Wednesday, March 6, 2013

Stop Talking

"You're so interesting," my students said to me today.

"I'm not," I said. "Not compared to the person sitting next to you."

"You are," they said.  "You are the most interesting person in the school."

Only in the moment when perhaps I'll tell a story rather than opt for barreling through the curriculum objective I planned for the day am I interesting to my students.  I might tell the story of the time I got in a car wreck the night of my junior prom.  Or the time I stayed up all night with a tow truck driver I'd just met until we jumped a junkyard fence and stole an alternator for my car so I could get going again.
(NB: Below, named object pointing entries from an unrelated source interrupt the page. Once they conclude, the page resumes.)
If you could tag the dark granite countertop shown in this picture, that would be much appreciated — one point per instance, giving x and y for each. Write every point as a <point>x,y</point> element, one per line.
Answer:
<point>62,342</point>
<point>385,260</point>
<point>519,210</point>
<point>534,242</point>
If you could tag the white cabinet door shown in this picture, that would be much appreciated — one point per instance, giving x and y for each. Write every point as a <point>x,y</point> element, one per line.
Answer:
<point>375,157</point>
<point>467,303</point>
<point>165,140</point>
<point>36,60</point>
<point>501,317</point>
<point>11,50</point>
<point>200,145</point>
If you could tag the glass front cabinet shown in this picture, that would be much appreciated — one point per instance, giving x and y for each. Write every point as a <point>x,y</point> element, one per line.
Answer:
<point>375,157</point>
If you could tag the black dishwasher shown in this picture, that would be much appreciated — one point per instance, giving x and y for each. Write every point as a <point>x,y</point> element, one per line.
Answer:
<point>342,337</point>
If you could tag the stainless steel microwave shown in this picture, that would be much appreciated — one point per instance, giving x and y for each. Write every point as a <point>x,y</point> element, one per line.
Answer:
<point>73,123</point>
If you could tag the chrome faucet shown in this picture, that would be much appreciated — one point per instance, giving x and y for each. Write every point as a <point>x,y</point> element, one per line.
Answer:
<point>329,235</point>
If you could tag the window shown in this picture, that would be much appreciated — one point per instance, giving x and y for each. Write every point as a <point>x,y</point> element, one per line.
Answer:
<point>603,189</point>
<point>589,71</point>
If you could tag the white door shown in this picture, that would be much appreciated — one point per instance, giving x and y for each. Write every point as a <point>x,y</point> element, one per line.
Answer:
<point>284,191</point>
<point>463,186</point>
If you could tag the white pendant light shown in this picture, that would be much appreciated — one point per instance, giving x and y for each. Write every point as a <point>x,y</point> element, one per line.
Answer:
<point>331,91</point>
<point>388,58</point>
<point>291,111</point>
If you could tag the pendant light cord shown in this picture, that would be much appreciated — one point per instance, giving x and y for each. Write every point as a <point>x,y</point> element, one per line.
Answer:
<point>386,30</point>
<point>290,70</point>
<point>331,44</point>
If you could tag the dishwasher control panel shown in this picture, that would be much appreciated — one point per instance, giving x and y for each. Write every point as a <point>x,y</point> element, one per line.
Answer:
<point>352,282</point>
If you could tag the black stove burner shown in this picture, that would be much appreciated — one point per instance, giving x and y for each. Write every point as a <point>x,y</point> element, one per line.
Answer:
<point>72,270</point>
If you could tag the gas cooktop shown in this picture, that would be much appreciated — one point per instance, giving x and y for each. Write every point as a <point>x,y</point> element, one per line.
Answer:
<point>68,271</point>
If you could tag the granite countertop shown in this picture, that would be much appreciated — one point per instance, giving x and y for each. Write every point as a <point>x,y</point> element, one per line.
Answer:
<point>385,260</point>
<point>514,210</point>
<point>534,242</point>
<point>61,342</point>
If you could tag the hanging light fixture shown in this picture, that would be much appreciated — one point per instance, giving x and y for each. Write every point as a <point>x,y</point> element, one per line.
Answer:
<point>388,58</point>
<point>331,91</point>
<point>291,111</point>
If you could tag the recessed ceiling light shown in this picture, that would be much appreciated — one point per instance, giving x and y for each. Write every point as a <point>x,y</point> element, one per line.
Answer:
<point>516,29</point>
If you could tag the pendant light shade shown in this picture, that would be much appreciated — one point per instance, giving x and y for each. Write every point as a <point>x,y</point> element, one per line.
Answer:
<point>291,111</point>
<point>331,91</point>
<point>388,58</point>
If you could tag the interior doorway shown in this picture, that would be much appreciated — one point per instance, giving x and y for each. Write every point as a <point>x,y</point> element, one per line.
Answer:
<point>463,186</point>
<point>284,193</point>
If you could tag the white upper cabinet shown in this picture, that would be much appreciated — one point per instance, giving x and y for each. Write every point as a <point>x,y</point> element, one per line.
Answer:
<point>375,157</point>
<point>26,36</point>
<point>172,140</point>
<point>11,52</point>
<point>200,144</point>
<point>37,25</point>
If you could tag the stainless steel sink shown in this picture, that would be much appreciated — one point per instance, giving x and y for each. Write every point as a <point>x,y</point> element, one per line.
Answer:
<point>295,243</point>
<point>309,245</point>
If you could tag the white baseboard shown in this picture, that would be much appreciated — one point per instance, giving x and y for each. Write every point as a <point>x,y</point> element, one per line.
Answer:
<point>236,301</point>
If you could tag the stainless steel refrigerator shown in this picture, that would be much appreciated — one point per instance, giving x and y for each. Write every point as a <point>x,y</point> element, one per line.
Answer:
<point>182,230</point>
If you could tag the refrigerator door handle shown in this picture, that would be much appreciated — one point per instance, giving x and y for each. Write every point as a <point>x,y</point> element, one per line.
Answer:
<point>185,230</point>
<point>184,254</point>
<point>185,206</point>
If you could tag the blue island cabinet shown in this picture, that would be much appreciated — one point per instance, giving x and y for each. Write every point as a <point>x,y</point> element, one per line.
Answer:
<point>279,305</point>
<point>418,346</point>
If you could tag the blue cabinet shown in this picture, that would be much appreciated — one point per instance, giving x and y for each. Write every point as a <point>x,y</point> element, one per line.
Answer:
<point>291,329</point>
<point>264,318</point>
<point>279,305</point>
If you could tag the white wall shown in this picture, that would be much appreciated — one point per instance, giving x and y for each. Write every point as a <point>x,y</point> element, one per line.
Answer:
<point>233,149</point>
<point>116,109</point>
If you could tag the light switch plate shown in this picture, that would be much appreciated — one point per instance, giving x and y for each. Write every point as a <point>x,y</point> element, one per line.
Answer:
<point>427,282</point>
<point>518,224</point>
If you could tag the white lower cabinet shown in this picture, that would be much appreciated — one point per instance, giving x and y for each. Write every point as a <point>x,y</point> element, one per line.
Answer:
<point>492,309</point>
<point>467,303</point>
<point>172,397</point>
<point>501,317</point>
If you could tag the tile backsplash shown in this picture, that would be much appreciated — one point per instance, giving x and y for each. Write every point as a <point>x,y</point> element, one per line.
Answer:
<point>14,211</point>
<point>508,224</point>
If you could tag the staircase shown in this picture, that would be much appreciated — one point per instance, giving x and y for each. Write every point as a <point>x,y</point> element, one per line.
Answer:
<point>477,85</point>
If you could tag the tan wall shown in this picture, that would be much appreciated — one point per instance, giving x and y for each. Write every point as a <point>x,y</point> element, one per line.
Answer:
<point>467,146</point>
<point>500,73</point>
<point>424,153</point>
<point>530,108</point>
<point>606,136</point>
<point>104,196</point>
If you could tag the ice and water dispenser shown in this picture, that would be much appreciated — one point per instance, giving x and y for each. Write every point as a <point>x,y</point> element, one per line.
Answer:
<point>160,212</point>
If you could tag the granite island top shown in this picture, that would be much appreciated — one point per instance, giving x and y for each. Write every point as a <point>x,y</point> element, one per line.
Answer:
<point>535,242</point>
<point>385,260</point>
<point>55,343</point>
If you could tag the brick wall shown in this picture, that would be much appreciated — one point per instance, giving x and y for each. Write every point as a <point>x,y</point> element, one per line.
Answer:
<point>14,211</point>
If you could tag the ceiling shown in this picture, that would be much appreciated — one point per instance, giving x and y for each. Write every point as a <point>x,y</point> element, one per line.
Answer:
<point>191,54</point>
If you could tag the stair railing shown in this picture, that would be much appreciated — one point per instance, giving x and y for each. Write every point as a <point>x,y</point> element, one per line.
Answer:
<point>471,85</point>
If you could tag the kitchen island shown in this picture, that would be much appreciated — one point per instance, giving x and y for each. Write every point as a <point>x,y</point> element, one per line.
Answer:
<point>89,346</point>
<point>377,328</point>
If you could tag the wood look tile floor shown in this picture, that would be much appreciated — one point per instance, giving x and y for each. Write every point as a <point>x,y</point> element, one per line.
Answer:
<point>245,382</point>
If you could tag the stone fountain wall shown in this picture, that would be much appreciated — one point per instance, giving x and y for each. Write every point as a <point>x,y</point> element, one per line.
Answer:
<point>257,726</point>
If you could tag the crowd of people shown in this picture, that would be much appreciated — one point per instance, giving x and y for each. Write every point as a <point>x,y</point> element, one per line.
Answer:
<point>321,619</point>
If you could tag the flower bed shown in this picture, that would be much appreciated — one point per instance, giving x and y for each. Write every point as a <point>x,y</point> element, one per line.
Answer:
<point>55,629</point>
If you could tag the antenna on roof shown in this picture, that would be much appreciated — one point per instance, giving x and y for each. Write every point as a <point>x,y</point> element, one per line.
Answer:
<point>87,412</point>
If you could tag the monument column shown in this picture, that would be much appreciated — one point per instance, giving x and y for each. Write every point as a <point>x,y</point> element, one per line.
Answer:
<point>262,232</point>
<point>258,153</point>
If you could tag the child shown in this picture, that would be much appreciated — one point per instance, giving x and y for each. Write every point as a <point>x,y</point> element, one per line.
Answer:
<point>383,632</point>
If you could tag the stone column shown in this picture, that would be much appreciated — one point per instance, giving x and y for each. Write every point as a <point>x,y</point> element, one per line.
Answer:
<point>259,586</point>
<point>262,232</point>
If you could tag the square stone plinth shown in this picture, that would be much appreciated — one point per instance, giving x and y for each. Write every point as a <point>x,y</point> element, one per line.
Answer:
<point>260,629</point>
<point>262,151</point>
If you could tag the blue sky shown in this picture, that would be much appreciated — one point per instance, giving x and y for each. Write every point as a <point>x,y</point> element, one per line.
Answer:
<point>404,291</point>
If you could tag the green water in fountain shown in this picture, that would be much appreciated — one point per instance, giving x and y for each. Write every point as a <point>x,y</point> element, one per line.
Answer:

Anything would be better than building a thesis statement telling how motif reveals theme in order to support a ten-page paper.  I mean yawn.

Most of the time when I decide to lecture, my students pretend to listen because they are well-mannered young adults.  Old children. But when I can I shut the hell up.  Let them do the talking, little bird.

One Sunday at Mass my youngest daughter disliked the priest.  A babbling type he was.  After too long of listening to his slightly insulting jibber jabber, Margaret took my hand and opened it.  She wrote STOP TALKING into my palm with her finger Helen Keller style.  She closed my hand and the priest stopped talking.  Just like that.  Maybe wherever he is the man still finds himself at a loss for words.  That would be awesome.  Let someone else stand up and do the talking for once. Maybe a little girl for once.

What is your story, I ask my students.  Write it down first.  Then open your mouth and talk. Shut me up entirely.  Make me obsolete. Your turn is now.